A imaginação vital da criança sempre flagra uma ausência,
um algo a ser apanhado nas coisas do mundo”
Gandhy Piorski

Crianças não conhecem a morte como finitude? É o que Piorski diz, mas é algo que me cutuca… Talvez só entendamos, durante a primeira infância, a morte como ressurgimento; algo que não nos atinge como, por exemplo, o herói que quase morre, as lutas de espada com proteções inabaláveis ou o inimigo que cai e ressurge das chamas.

Mas o silêncio e a ausência intrigante que vem com a morte – seja ela de alguém ou de algo – encontra, sim, espaço na infância. Me vem à tona minha própria memória, nostalgia, do dia em que percebi que as pessoas morrem. Estava na casa de minha avó e lembro de me esconder embaixo da mesa em seu quarto e chorar. Chorava muito e silenciosamente por todos os meus parentes que um dia morreriam. Pensei primeiro na bisavó, que apenas morreria em minha adolescência, depois em meus avós e em sequência meus pais.

Meu choro e minha dor eram secretos e vejo agora que o silêncio das lágrimas e o canto de reclusão que escolhi me traziam ainda mais próxima da morte. Morte como um mistério secreto e silencioso. Eu estava isolada no quarto, assim como os mortos se encontram. Eu estava a imaginar o inimaginável para uma criança, o imemorável, algo que diz respeito às nossas origens e que se encontra quase sempre ausente em nosso cotidiano.

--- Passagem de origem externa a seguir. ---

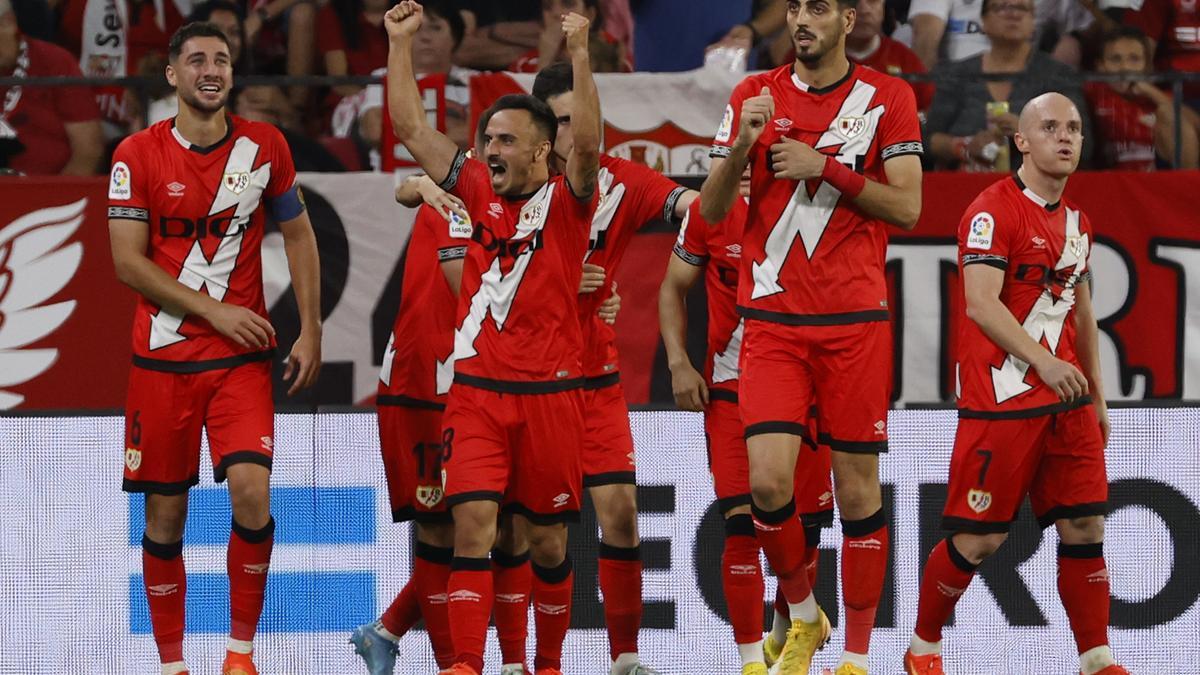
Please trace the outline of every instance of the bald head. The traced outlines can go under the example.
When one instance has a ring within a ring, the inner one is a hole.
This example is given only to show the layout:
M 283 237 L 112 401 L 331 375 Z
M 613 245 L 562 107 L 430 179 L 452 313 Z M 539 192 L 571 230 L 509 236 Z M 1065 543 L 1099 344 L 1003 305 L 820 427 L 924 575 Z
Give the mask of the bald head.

E somente no isolamento, no esquecimento, que este silêncio costuma emergir. É nesse espaço oco, vazio no nosso corpo, que a solidão encontra espaço para criar conexões entre as coisas – nos ligar à poesia, sejam elas poesias de vida ou de morte.

Isolamento, no entanto, é palavrão para nossa cultura atual que, com olhares sempre conectados, repugna e afasta de si a solidão. Nossos minutos de respiro na rotina acelerada, nossos momentos de se curvar sobre si mesmo são repelidos. Apenas curvamos os pescoços para acompanhar as postagens nas redes sociais na tela do celular, um corpo imerso na conectividade à distância; o isolamento de corpos vivos em detrimento de conexões entre mentes falantes. Somos até capazes de isolar a própria Morte, deixando-a bem escondida debaixo da mesa em um quarto, acompanhada apenas de todo o silêncio e escuridão que pudemos, até então, reunir e banir com fervor. Nem reconfortada pela luminosidade de um smartphone a morte pode ser. Foi jogada para baixo do tapete dividindo espaço com a fita VHS empoeirada.

Sara Maitland diz, em um ensaio, que até o silêncio entre um momento e outro da rádio foram banidos em certo momento da história. Banidos porque o público não suportava a angústia de estar solitário nem por uma fração de segundo. Me incluo também nesse movimento de inquietude. Mesmo diante das estimadas férias não sou capaz de relaxar. Procuro um lugar da minha janela de apartamento um lugar para pousar os olhos. Apenas encontrar uma árvore ou uma montanha longe no horizonte que possa dar conforto à minha visão. E não encontro! Os prédios e luzes piscantes de natal consomem toda a atenção.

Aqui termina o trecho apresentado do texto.